Pour beaucoup, ce beau temps de Septembre a rendu la rentrée un peu plus douce et moins amère après la fin des vacances. 

Mais en fait, on est plutôt vite retombés dans la continuité. Encore une fois...

Pour nous, moins de fréquentation et moins de postes tout le temps que beaucoup seront aspirés par les réseaux sociaux et ne s'en seront pas fatigués. Il n'empêche qu'ils provoquent de sérieux dégats dans le paysage du net dans beaucoup de passions. Pourquoi modernité doit-elle rimer avec prédation, voire destruction? 

Pour ceux qui ne se sont pas séparés de leurs bacs, nos compagnons à tentacules et à nageoires occuperont de leur exotisme les soirées qui vont redevenir sombres et froides. La science nous apprends que le "très bête" poisson rouge régénère ses neurones et qu'il sait reconnaître les visages. Que dire alors de nos poissons marins qui sont soumis à des stimuli plus nombreux et de toute nature?! En tout cas, à les voir se précipiter, nous savions bien que c'était le cas, mais je me pose parfois la question de leur perception de notre espace à nous de leur côté de la vitre. Je ne pense pas qu'ils en soient arrivés au questionnement du Mythe de la Caverne, mais en tout cas, ils savent bien qui ou quoi est connu et quel enchainement de gestes va leur apporter leur bouffe!

De même que si nous entendions bien qu'ils émettaient des sons comme nos clowns, kauderni, anges, etc. nous nous doutions bien que c'était pour les entendre. Et que donc sons vont de pair avec vie sociale. Le Monde du Silence de 1955 est bien devenu un monde de bruits pour qui considère le monde marin : vagues, ressacs, crustacés, poissons. Mais, bruits devenus trop nombreux et trop forts du fait de l'homme.

Les scientifiques nous dévoilent des richesses de la Nature au moment même où nos sociétés et habitudes modernes les font disparaître. Pour ce qui les concerne, la valeur des récifs coraliens est l'addition des valeurs de tout ce qu'ils permettent et apportent mais aussi l'addition des valeurs de tout ce qu'ils protègent de par leur présence le long des côtes (cfre. le document rédigé par l'IFRECOR chargé sur le site). Sauf, qu'étant les pieds dans l'eau, les hommes vont se faire partir avec l'eau du bain cette fois çi. Parce les pêches, les pollutions et les dérèglements physiques et chimiques  détruisent les récifs et les stocks d'animaux dont se nourrissent des populations entières, menacent leurs civilisations. Donc ils devront migrer pour survivre. Or, ce sera par centaines de millions de personnes, les populations de nos possessions dans les îles tropicales sont d'ailleurs concernées. Que se passera-t-il, partout progressivement? Comment réagirons nous? 
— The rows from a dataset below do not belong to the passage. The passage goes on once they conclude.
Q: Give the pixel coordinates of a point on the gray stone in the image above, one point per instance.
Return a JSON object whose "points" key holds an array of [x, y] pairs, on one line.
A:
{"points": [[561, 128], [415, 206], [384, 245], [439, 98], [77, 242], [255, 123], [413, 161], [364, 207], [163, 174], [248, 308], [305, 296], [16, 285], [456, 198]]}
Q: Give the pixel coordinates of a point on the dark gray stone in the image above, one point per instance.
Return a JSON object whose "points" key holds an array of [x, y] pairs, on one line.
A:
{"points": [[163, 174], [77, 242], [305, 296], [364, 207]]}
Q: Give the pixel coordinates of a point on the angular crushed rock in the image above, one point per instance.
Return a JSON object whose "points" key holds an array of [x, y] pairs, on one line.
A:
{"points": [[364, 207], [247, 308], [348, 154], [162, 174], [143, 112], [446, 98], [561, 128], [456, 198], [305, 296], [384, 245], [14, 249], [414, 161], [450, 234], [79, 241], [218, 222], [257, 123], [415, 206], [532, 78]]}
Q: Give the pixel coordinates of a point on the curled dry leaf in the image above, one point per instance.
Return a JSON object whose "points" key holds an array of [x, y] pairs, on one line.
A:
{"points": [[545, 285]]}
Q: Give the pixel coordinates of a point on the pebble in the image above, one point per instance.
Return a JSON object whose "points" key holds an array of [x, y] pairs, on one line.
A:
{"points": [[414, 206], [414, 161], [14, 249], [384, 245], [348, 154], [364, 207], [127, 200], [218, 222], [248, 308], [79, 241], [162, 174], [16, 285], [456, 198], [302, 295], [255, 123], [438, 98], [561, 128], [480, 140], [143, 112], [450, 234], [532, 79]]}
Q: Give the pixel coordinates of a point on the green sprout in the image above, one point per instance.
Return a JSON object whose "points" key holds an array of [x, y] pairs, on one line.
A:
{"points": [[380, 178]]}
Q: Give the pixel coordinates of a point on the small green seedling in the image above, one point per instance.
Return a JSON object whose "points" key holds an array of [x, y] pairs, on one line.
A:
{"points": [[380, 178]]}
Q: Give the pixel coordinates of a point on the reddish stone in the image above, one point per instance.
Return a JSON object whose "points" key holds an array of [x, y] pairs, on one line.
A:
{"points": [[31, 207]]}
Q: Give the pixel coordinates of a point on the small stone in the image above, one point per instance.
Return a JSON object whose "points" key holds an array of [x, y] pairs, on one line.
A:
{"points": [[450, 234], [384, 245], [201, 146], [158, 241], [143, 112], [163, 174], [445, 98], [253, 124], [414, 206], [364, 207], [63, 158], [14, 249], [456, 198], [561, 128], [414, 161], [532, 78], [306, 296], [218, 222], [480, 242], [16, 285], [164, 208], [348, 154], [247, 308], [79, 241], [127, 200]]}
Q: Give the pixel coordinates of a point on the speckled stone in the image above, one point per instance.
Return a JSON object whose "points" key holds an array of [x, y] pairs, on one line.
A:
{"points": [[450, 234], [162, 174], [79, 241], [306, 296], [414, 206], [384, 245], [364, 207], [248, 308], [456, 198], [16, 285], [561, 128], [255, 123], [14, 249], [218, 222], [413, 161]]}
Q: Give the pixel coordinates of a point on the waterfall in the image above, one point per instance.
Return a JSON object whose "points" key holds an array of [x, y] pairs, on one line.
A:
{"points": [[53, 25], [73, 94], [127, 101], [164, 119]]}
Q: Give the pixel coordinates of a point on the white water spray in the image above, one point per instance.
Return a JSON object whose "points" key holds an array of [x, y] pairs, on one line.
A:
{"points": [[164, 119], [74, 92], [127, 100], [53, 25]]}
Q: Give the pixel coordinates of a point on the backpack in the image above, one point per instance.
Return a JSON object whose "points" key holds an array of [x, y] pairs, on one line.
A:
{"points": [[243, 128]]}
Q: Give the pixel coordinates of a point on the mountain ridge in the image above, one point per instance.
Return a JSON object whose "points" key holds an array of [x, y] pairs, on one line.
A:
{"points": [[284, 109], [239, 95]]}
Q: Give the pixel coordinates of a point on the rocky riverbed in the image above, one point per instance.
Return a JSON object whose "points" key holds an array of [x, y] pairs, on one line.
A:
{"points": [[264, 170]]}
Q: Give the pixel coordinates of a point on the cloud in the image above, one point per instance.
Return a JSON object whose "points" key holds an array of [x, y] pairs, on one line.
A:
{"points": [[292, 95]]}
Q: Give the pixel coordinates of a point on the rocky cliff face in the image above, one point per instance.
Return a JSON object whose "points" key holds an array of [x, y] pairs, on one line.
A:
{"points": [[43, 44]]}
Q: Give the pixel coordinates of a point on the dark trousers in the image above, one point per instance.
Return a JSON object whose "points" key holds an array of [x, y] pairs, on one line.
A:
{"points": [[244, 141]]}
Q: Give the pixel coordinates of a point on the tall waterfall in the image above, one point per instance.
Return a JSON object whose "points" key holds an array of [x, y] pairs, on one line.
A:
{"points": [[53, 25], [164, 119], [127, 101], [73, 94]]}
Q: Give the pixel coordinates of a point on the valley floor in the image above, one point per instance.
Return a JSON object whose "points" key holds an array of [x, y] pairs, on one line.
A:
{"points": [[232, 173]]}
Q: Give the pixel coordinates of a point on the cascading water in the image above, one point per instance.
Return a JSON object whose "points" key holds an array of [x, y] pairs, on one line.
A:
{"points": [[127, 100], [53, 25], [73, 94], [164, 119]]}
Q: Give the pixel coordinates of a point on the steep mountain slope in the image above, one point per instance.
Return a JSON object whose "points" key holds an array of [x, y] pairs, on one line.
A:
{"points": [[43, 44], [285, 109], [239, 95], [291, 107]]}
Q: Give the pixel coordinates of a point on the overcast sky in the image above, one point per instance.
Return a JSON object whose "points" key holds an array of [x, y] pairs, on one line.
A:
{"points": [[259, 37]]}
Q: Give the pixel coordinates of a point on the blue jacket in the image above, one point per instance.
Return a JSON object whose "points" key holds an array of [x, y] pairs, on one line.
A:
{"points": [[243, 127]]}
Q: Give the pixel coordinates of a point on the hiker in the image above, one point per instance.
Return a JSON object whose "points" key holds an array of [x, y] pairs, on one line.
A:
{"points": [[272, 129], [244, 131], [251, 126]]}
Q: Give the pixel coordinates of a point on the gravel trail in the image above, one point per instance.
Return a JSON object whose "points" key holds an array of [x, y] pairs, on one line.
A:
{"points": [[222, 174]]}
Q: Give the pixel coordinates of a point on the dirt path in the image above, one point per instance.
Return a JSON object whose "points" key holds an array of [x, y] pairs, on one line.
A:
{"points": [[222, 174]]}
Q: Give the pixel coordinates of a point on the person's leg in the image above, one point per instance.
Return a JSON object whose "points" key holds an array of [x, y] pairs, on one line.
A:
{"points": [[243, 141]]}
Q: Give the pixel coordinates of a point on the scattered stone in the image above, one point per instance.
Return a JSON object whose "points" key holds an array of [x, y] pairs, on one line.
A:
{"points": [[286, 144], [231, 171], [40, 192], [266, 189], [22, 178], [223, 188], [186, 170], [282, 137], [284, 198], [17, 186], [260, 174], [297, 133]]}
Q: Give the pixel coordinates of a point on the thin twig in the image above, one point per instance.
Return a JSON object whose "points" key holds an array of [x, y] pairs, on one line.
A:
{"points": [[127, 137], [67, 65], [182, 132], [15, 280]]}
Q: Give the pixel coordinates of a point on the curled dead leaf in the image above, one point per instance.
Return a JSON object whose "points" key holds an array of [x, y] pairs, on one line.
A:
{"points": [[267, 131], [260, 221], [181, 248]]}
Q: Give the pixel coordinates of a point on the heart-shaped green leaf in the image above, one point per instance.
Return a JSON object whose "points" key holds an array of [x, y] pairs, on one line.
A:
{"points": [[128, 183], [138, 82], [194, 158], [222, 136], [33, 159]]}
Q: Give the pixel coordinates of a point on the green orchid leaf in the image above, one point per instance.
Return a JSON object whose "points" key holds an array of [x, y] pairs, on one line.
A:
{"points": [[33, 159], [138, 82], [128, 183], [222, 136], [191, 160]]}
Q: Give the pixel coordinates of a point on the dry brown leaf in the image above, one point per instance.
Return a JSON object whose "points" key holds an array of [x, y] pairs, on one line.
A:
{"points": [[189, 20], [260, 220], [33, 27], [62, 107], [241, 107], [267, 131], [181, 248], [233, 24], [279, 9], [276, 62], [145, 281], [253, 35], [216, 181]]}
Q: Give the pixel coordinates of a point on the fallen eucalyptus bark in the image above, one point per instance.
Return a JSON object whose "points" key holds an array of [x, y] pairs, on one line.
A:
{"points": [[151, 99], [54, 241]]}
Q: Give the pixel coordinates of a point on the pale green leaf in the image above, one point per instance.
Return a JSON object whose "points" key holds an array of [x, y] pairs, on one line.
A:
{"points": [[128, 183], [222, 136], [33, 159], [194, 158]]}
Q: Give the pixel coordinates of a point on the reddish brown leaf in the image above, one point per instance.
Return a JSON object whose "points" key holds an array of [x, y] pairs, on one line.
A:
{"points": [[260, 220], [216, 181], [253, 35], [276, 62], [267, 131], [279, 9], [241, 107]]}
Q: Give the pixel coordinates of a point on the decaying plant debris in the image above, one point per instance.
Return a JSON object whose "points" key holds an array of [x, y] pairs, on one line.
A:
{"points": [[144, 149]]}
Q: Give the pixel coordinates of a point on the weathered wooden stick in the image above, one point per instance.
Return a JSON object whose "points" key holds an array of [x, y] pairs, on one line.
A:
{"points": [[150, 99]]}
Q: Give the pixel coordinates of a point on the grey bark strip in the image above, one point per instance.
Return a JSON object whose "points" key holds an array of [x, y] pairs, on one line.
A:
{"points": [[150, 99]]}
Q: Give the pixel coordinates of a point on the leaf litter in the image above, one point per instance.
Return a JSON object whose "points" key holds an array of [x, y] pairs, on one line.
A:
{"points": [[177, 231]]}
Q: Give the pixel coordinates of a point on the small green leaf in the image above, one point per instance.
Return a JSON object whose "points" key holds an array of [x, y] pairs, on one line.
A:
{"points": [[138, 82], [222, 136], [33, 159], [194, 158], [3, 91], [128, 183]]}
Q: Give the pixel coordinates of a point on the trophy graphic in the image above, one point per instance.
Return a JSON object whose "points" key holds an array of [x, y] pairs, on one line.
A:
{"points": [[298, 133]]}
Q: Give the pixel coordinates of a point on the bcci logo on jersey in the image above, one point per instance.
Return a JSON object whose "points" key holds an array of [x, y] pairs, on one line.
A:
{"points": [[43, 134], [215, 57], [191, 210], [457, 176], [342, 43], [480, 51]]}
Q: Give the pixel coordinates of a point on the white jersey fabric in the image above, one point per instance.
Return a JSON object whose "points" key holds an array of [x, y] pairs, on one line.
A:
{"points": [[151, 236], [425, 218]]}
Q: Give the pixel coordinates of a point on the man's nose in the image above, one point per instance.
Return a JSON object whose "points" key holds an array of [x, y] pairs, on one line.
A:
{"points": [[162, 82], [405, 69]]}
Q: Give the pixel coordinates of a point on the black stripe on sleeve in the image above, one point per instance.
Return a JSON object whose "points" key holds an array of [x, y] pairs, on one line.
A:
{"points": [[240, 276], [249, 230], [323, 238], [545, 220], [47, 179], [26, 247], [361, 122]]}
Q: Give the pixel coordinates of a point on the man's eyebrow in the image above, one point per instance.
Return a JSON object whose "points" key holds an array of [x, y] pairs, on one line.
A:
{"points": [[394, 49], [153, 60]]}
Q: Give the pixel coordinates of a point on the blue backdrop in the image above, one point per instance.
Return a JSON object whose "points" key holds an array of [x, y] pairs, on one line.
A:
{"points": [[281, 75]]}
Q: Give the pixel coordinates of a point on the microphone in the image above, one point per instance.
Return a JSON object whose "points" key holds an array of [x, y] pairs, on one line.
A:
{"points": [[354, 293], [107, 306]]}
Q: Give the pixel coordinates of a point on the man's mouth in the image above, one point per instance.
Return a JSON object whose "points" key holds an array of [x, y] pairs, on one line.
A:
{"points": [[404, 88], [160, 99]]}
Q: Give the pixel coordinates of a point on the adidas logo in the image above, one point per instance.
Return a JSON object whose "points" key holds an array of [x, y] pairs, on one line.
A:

Pourtant, des hommes et des femmes se battent à vouloir contenir cette destruction, à construire des réserves contre les dangers locaux, à protéger les animaux et les milieux, à en reconstruire certains. A faire connaître le prix de la Nature.  Et enfin de compte, à redonner un futur aux humains. 

Alors, nous, à notre échelle, nous ne protégeons pas les hommes, mais il n'empèche que nos gestes d'aquariophiles ont un impact sur le monde marin. Et très exactement parce nous donnons à contempler une minuscule facette de ce monde  à nos familles et nos amis, nous pouvons aussi en être des porte-paroles. Parce que communiquer nos joies et nos bonheurs de récifalistes,  c'est aussi sensibiliser autour de nous sur le monde marin.  Le récifalisme est non seulement un but mais aussi un moyen.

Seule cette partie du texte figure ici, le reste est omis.